Adding a New Method to a Package

Suppose you're using someone else's module, and here's a method that you wished that it provided, but it doesn't. For example, consider the Msql module, which provides access to an SQL-driven database. After you make a query with the query method, you get back a `statement handle' object, from which you can retrieve the results of the query, one record at a time, with fetchhash; typical code looks like this:

  my $sth = $dbh->query(...);
  error() unless defined $sth;

  my $num_records = $sth->numrows();
  for ($i=0; $i<$num_records; $i++) {
    # Get next record
    my %data = $sth->fetchhash();       

    # Do something with %data

Now, you be doing many different queries, and you get tired of repeating the same error-checking code over and over, and moreover, it would be easier if there were a method that would just get all the records into one big list of hashes, instead of one at a time.
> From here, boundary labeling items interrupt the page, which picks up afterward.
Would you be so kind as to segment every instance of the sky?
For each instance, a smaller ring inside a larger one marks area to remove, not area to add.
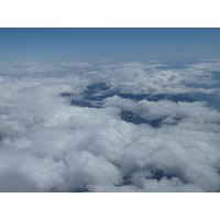
[[[148,61],[220,57],[220,29],[0,29],[0,62]]]
[[[1,193],[220,191],[219,29],[0,32]]]

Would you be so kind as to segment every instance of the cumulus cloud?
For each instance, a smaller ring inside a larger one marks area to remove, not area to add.
[[[1,63],[0,191],[220,191],[218,62]]]

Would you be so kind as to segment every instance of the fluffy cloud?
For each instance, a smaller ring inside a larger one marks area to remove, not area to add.
[[[2,63],[0,191],[220,191],[217,69]]]

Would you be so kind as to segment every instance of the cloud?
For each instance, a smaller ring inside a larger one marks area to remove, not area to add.
[[[211,66],[212,64],[212,66]],[[2,63],[0,191],[220,191],[218,61]]]

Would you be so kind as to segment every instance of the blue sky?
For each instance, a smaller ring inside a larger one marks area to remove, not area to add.
[[[0,62],[220,57],[220,29],[0,29]]]

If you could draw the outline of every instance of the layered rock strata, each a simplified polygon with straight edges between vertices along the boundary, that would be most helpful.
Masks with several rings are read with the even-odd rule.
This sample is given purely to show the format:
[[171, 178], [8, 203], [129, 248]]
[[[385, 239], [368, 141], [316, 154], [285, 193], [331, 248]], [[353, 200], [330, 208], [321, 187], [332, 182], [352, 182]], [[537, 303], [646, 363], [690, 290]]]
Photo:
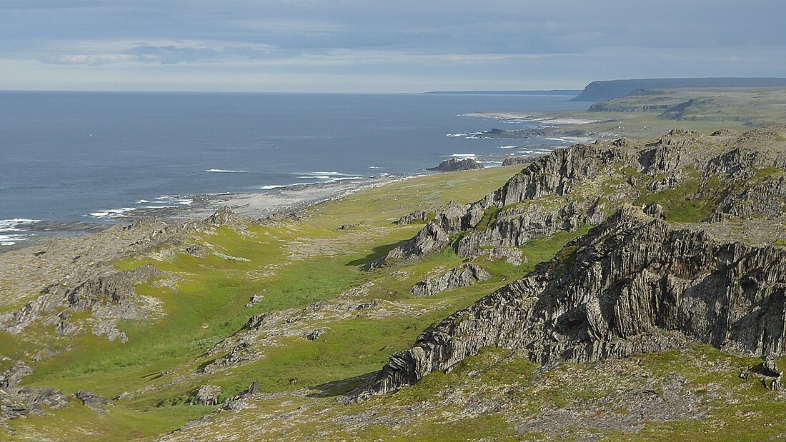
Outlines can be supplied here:
[[415, 296], [430, 296], [446, 290], [469, 287], [490, 277], [490, 273], [476, 264], [462, 264], [444, 275], [418, 281], [410, 292]]
[[717, 241], [628, 207], [423, 333], [355, 397], [413, 385], [487, 346], [548, 366], [690, 342], [760, 356], [784, 352], [786, 250]]

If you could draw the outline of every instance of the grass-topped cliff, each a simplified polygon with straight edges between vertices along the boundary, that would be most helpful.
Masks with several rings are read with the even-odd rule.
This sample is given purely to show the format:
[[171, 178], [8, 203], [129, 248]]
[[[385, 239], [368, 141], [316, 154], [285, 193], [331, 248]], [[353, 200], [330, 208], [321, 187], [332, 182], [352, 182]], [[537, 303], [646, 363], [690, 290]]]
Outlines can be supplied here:
[[0, 438], [778, 440], [784, 137], [601, 141], [0, 255]]

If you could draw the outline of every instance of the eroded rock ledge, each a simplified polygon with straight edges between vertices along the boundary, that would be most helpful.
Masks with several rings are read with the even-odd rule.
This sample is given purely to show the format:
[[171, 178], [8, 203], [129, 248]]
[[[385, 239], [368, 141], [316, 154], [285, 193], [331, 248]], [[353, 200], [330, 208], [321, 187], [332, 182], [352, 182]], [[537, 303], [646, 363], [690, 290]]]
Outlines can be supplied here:
[[786, 250], [722, 242], [626, 207], [548, 263], [394, 354], [355, 399], [449, 370], [486, 346], [544, 365], [678, 348], [784, 349]]

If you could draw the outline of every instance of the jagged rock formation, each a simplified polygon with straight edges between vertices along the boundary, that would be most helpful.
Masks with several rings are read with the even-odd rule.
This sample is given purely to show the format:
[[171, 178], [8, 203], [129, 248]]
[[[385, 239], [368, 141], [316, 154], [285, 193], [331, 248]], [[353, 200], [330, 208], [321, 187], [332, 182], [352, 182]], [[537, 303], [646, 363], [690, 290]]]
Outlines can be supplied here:
[[411, 214], [402, 216], [395, 221], [396, 225], [406, 225], [416, 221], [428, 221], [428, 214], [425, 210], [415, 210]]
[[60, 410], [68, 396], [57, 389], [44, 387], [0, 388], [0, 422], [24, 418], [29, 414], [43, 416], [42, 405]]
[[449, 158], [439, 163], [436, 167], [429, 167], [426, 170], [435, 170], [437, 172], [461, 172], [463, 170], [477, 170], [483, 169], [483, 165], [472, 158], [465, 159], [456, 159]]
[[[664, 219], [685, 210], [700, 210], [706, 221], [780, 216], [786, 209], [784, 132], [769, 127], [707, 139], [673, 130], [646, 144], [623, 138], [556, 149], [483, 199], [451, 203], [414, 238], [367, 268], [421, 259], [451, 243], [461, 257], [483, 247], [518, 247], [597, 225], [620, 203], [639, 201]], [[697, 203], [680, 206], [670, 192]], [[668, 199], [670, 207], [650, 203]]]
[[505, 261], [513, 265], [521, 265], [527, 262], [527, 258], [516, 247], [500, 247], [489, 250], [486, 261]]
[[106, 407], [109, 404], [109, 401], [106, 398], [101, 397], [90, 390], [79, 390], [76, 392], [74, 397], [79, 400], [85, 407], [100, 413], [105, 412]]
[[127, 338], [116, 327], [118, 320], [149, 319], [157, 314], [157, 303], [137, 295], [136, 285], [163, 276], [146, 265], [90, 279], [73, 288], [51, 285], [21, 309], [0, 315], [0, 330], [16, 334], [40, 321], [42, 325], [55, 325], [61, 334], [69, 334], [79, 330], [79, 325], [69, 321], [71, 312], [90, 311], [98, 320], [92, 325], [94, 334], [125, 342]]
[[419, 281], [410, 292], [415, 296], [430, 296], [441, 291], [466, 287], [491, 277], [491, 274], [476, 264], [462, 264], [447, 273]]
[[548, 366], [690, 341], [758, 356], [786, 350], [786, 250], [717, 241], [629, 207], [425, 331], [356, 397], [412, 385], [490, 345]]
[[221, 396], [221, 387], [218, 385], [202, 385], [196, 389], [196, 405], [218, 405]]
[[509, 156], [502, 161], [502, 166], [513, 166], [514, 164], [527, 164], [532, 159], [527, 156]]
[[22, 378], [33, 374], [33, 369], [24, 361], [18, 360], [11, 368], [0, 374], [0, 388], [13, 388], [22, 382]]

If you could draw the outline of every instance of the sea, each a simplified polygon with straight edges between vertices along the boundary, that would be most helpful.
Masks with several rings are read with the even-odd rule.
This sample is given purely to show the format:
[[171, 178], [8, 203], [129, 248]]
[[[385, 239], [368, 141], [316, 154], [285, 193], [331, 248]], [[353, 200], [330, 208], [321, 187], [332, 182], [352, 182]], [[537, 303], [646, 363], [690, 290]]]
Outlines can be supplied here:
[[[194, 195], [424, 173], [450, 158], [570, 141], [484, 139], [538, 121], [466, 116], [586, 108], [572, 96], [0, 92], [0, 246], [38, 223], [122, 221]], [[499, 164], [499, 158], [486, 166]], [[73, 230], [73, 229], [69, 229]], [[76, 228], [75, 230], [79, 230]]]

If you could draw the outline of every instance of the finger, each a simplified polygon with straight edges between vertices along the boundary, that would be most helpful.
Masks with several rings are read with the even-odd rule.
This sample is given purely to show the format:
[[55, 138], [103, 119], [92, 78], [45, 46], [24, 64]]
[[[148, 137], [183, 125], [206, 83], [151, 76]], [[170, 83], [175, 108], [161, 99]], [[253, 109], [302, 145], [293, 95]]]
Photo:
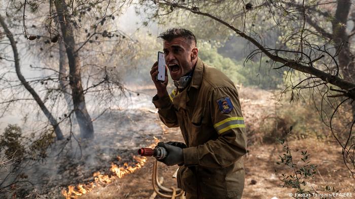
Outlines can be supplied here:
[[152, 68], [152, 70], [151, 70], [151, 74], [157, 71], [158, 71], [158, 66], [154, 66], [154, 67]]
[[155, 66], [158, 66], [158, 62], [154, 62], [154, 64], [153, 65], [152, 68], [153, 69], [153, 68], [154, 68]]
[[158, 71], [155, 71], [153, 74], [152, 74], [152, 79], [154, 82], [157, 82], [157, 76], [158, 76], [158, 73], [159, 72]]

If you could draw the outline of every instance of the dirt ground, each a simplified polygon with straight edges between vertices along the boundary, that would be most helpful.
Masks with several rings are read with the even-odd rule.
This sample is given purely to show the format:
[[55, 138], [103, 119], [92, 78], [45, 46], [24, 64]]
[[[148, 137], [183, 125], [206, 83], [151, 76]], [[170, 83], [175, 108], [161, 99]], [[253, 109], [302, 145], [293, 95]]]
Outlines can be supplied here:
[[[181, 140], [180, 133], [179, 129], [168, 129], [163, 141]], [[329, 185], [335, 187], [336, 190], [341, 192], [351, 192], [354, 195], [355, 180], [344, 168], [341, 150], [337, 147], [336, 143], [313, 139], [306, 142], [293, 140], [289, 144], [293, 149], [292, 153], [295, 160], [299, 160], [301, 149], [307, 149], [311, 154], [309, 157], [311, 163], [318, 165], [318, 173], [313, 179], [308, 181], [308, 186], [315, 188], [320, 186], [324, 188]], [[294, 194], [295, 190], [289, 187], [282, 188], [282, 182], [279, 179], [281, 173], [291, 174], [291, 171], [275, 164], [278, 160], [278, 155], [283, 153], [282, 146], [279, 144], [252, 145], [248, 150], [249, 153], [244, 158], [245, 181], [242, 198], [291, 198], [289, 194]], [[152, 186], [154, 160], [153, 158], [148, 158], [141, 169], [104, 187], [96, 188], [82, 198], [149, 198], [154, 192]], [[164, 177], [165, 186], [176, 186], [176, 179], [173, 178], [172, 175], [177, 168], [178, 166], [167, 167], [159, 164], [159, 175], [162, 175]]]
[[[241, 98], [242, 108], [246, 121], [251, 120], [254, 115], [264, 111], [270, 103], [274, 103], [272, 93], [253, 90], [250, 94], [247, 88], [241, 92], [249, 93], [247, 98]], [[262, 97], [260, 97], [262, 96]], [[152, 113], [153, 114], [153, 113]], [[156, 122], [164, 132], [160, 141], [183, 141], [179, 128], [164, 127], [157, 115]], [[254, 140], [255, 141], [255, 140]], [[153, 139], [152, 139], [153, 142]], [[307, 150], [310, 154], [310, 164], [318, 165], [317, 173], [313, 179], [307, 181], [306, 189], [312, 187], [324, 190], [326, 185], [334, 187], [340, 192], [350, 192], [354, 195], [355, 180], [346, 169], [341, 155], [341, 148], [333, 140], [318, 140], [315, 138], [293, 140], [289, 142], [292, 150], [294, 163], [301, 164], [301, 151]], [[282, 145], [275, 143], [263, 144], [262, 142], [248, 147], [248, 153], [244, 157], [245, 179], [243, 198], [288, 198], [290, 193], [295, 194], [291, 187], [282, 187], [281, 174], [292, 174], [292, 171], [275, 162], [279, 161], [278, 156], [284, 152]], [[148, 158], [144, 166], [135, 172], [126, 175], [104, 187], [98, 187], [83, 195], [85, 198], [148, 198], [154, 192], [152, 185], [152, 168], [154, 159]], [[167, 167], [162, 164], [158, 166], [158, 175], [164, 177], [165, 187], [176, 187], [176, 179], [172, 176], [178, 167]], [[350, 197], [351, 198], [352, 197]], [[160, 198], [158, 196], [156, 198]], [[314, 198], [320, 198], [315, 197]], [[329, 197], [328, 197], [329, 198]], [[338, 197], [337, 198], [342, 198]], [[347, 197], [349, 198], [349, 197]]]

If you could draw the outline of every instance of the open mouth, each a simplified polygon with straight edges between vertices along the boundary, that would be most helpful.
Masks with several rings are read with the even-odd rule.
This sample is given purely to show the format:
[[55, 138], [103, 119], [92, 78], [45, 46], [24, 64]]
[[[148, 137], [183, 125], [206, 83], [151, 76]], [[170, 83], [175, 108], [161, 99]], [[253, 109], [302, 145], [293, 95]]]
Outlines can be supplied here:
[[179, 71], [180, 67], [177, 64], [173, 64], [169, 65], [169, 69], [172, 72], [176, 72]]

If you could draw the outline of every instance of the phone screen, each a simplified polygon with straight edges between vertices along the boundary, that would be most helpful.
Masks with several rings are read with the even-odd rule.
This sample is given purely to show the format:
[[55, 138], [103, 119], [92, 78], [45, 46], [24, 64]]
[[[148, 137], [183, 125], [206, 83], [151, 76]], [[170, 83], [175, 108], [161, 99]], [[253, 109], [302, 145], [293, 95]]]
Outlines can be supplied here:
[[164, 53], [158, 52], [158, 76], [157, 79], [159, 81], [165, 81], [165, 59]]

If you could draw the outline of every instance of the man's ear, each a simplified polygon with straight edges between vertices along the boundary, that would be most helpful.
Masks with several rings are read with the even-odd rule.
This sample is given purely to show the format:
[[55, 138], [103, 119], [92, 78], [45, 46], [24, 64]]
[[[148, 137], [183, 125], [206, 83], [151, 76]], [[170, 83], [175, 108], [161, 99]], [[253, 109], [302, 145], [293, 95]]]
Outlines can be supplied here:
[[192, 49], [191, 52], [191, 60], [194, 60], [194, 59], [197, 58], [198, 56], [198, 49], [197, 47], [194, 47]]

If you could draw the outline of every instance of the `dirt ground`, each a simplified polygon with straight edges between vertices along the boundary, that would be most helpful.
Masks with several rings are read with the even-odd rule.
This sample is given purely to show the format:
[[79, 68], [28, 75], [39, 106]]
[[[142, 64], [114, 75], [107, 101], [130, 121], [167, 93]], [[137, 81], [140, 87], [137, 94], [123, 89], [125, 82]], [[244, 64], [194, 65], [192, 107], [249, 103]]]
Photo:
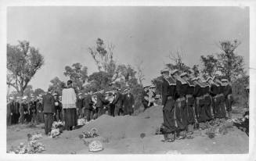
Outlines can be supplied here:
[[[234, 108], [233, 117], [241, 117], [243, 109]], [[88, 140], [100, 140], [104, 149], [101, 154], [237, 154], [247, 153], [249, 137], [233, 127], [225, 135], [209, 138], [204, 131], [196, 131], [192, 139], [175, 141], [171, 143], [160, 141], [163, 135], [155, 135], [155, 131], [163, 122], [160, 106], [151, 107], [138, 116], [111, 117], [103, 115], [96, 120], [72, 131], [64, 131], [59, 136], [51, 138], [43, 135], [41, 142], [45, 154], [87, 154], [88, 148], [79, 138], [82, 131], [92, 127], [98, 130], [99, 137]], [[13, 125], [7, 128], [7, 150], [16, 147], [20, 142], [26, 143], [27, 134], [34, 132], [44, 134], [43, 124], [36, 127], [28, 125]], [[140, 138], [144, 133], [146, 137]]]

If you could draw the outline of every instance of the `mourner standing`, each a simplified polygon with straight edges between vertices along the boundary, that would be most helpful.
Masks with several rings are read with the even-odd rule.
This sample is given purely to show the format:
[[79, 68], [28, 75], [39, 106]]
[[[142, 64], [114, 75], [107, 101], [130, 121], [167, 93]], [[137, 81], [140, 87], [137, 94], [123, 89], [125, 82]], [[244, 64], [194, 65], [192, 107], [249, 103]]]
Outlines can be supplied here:
[[217, 102], [218, 99], [218, 87], [219, 86], [218, 84], [215, 83], [212, 80], [212, 77], [209, 77], [207, 79], [207, 82], [210, 84], [210, 95], [211, 96], [211, 107], [212, 107], [212, 113], [213, 113], [213, 118], [217, 118], [217, 110], [218, 110], [218, 104]]
[[171, 74], [176, 80], [175, 119], [178, 128], [178, 131], [177, 132], [177, 139], [182, 139], [186, 136], [186, 129], [187, 128], [187, 107], [186, 106], [185, 97], [189, 84], [185, 80], [179, 77], [178, 70], [174, 70], [171, 71]]
[[233, 103], [233, 96], [232, 96], [232, 87], [229, 84], [229, 80], [227, 79], [222, 79], [222, 82], [223, 83], [223, 85], [225, 86], [224, 88], [224, 98], [225, 98], [225, 108], [226, 111], [228, 113], [228, 118], [232, 118], [232, 103]]
[[134, 111], [134, 96], [130, 88], [126, 89], [127, 93], [124, 95], [124, 115], [132, 116]]
[[182, 73], [180, 77], [189, 84], [186, 93], [186, 106], [187, 107], [187, 135], [190, 135], [193, 133], [194, 123], [197, 121], [195, 117], [195, 99], [193, 95], [195, 86], [187, 73]]
[[7, 126], [9, 126], [9, 125], [12, 124], [13, 116], [13, 109], [14, 109], [13, 98], [9, 97], [9, 102], [7, 102], [7, 116], [6, 116]]
[[107, 101], [105, 99], [104, 95], [104, 90], [100, 90], [97, 94], [97, 103], [96, 108], [98, 109], [98, 117], [103, 114], [103, 106], [104, 105], [107, 104]]
[[37, 122], [44, 123], [44, 106], [42, 104], [42, 95], [39, 95], [38, 102], [37, 102]]
[[118, 88], [114, 89], [115, 98], [113, 104], [114, 105], [114, 116], [120, 116], [123, 106], [123, 95], [120, 92]]
[[55, 116], [54, 98], [52, 95], [51, 88], [49, 88], [47, 94], [43, 96], [42, 104], [44, 107], [45, 134], [49, 135]]
[[142, 92], [142, 102], [144, 106], [144, 111], [149, 108], [149, 90], [150, 90], [149, 85], [144, 86], [143, 88], [143, 92]]
[[222, 82], [221, 80], [219, 80], [217, 77], [214, 77], [213, 80], [218, 84], [218, 97], [217, 97], [217, 103], [218, 103], [218, 110], [217, 112], [217, 116], [218, 118], [219, 119], [223, 119], [226, 117], [226, 113], [225, 113], [225, 98], [224, 98], [224, 85], [222, 84]]
[[85, 95], [85, 97], [83, 100], [83, 106], [85, 109], [85, 116], [87, 121], [90, 121], [92, 119], [92, 91], [89, 91], [88, 94]]
[[20, 122], [23, 123], [27, 123], [28, 120], [28, 103], [27, 102], [27, 96], [22, 98], [22, 103], [20, 108]]
[[59, 97], [58, 97], [58, 94], [57, 93], [54, 93], [53, 94], [53, 97], [54, 97], [54, 106], [55, 106], [55, 117], [54, 120], [56, 121], [59, 121], [62, 120], [62, 105], [61, 102], [59, 100]]
[[77, 96], [72, 88], [72, 80], [68, 80], [67, 86], [62, 91], [62, 105], [64, 110], [65, 128], [67, 131], [72, 131], [78, 125]]
[[14, 112], [13, 113], [14, 124], [16, 124], [19, 123], [19, 118], [20, 116], [20, 97], [16, 97], [16, 100], [14, 102]]
[[196, 98], [196, 116], [197, 120], [199, 123], [199, 127], [201, 129], [204, 129], [207, 127], [206, 122], [207, 122], [207, 116], [205, 114], [205, 109], [204, 109], [204, 84], [200, 84], [197, 80], [199, 78], [193, 79], [193, 82], [195, 85], [195, 91], [194, 91], [194, 97]]
[[175, 117], [175, 94], [176, 83], [174, 78], [169, 77], [169, 70], [163, 70], [162, 74], [163, 84], [161, 86], [162, 105], [163, 105], [163, 133], [164, 138], [162, 141], [171, 142], [175, 139], [175, 131], [177, 130]]
[[84, 108], [83, 108], [82, 93], [78, 93], [78, 99], [77, 100], [77, 113], [79, 119], [84, 117]]

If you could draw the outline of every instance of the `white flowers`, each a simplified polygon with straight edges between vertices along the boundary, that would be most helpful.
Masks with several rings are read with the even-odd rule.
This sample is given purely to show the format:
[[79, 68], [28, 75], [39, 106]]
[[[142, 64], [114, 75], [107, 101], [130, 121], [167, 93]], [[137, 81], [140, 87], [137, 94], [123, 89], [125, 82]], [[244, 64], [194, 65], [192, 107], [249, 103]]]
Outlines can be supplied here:
[[103, 145], [99, 141], [93, 141], [89, 144], [89, 152], [99, 152], [103, 150]]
Everyone knows how to add a method to a class; it's called subclassing. And yet subclassing in this case seems like rather a pain; you'd have to make up a new namespace, and put it in a file, and set up ISA, and change all your programs to use the new module instead of use Msql, and you're hardly adding much to the class anyway. But the alternative seems to be to hack on the file itself, which you certainly don't want to do.

The solution is incredibly simple and lightweight. Here it is: In the main program file, put

  sub Msql::myquery {
    my $dbh = shift;
    # Just stick the method here, dummy.

Now you can write

  @list_of_hashes = $dbh->myquery(...);

just as if myquery were like any other method in the Msql package, because it is just like any other method in the Msql package.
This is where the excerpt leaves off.